You don't have to be French to enjoy this exhaustive and exhausting study of one of the great icons of American comedy. It's exhaustive because Levy, a former senior editor at American Film, includes all aspects, personal and showbiz, of his subject's life and exhausting because the reader will tire from merely keeping track of Lewis's life. The insightful first chapters explain a lot about the personality we have all seen and read about. This thread carries over to the chapters on Lewis and Dean Martin, a team that remained on top of the heap for a decade. The contrast between the two personalities made for years of great entertainment but ultimately brought about the demise of the partnership. Levy's story of what happened to Lewis's career thereafter is a fascinating look at the entertainment industry, fickle audiences, and a star who had a tough time fitting into a genre as he aged. Broad in scope yet minutely detailed, this work covers the many sides of Lewis: dark, lonely, generous, childish, frightened, yet always the comedian. Recommended for most collections.-Judy Hauser, Oakland Sch., Waterford, Mich.

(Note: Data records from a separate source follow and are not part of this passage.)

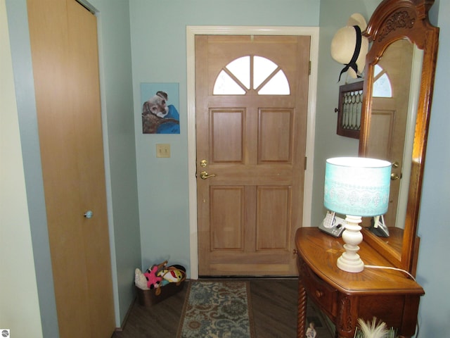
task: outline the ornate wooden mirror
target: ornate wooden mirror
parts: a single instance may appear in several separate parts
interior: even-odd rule
[[[392,163],[389,237],[364,240],[394,265],[416,273],[417,222],[437,55],[434,0],[384,0],[364,32],[366,62],[359,156]]]

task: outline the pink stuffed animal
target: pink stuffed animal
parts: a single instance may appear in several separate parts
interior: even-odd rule
[[[147,278],[147,287],[149,289],[156,289],[160,287],[160,283],[162,278],[156,275],[158,269],[158,265],[153,265],[151,270],[148,269],[146,271],[146,273],[143,274],[146,278]]]

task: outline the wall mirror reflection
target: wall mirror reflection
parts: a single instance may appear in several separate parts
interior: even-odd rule
[[[432,4],[384,1],[364,33],[371,47],[359,155],[392,163],[384,215],[390,237],[366,231],[364,238],[395,266],[410,272],[415,271],[418,251],[417,220],[439,34],[428,21]]]

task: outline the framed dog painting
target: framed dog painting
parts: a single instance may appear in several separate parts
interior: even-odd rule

Put your mitts together for this "sock" biography of one of the last of the great entertainers.
Few entertainers have inspired such irrational excesses of bile and adoration as actor, director, occasional songster, and Muscular Dystrophy Association pitchman Jerry Lewis. On one hand, he is reviled as a crude, mean-spirited, one-trick putz. Yet in Europe he is feted as a misunderstood comic genius; the French even went so far as to make him a commander of their Legion of Honor. Levy, a film critic for The Oregonian, convincingly demonstrates that both sides are right. Like a dark variety show, Jerry certainly offers something for everyone to hate. He has lived a breathtaking Hollywood excess (traveling everywhere with 75 pieces of luggage, never wearing the same socks twice), and some of his 50-plus films are embarrassingly badmawkish, sentimental, often wildly unfunny. But he also has created a number of comic masterpieces, most notably The Nutty Professor and The Patsy. Even his worst films have their moments of redeeming comic brilliance. No wonder then that Jerry has influenced the very shape of modern comedy. Comedians from Robin Williams to Woody Allen to that vile epigone Jim Carrey have drawn inspiration from the free-form id- driven comic style Lewis created. He began his career in the dying days of vaudeville, playing in small venues to little notice until a chance double-bill with the almost equally unsuccessful Dean Martin. By his late 20s, despite a nasty split with Martin, Lewis was the most popular, best-paid entertainer in America. Twenty years later, he was a ridiculed has-been.
Marred only by a lack of a bibliography and footnotes, this scrupulous, skillful, incessantly fair account should go a long way toward restoring Lewis to his proper place in the entertainment firmament.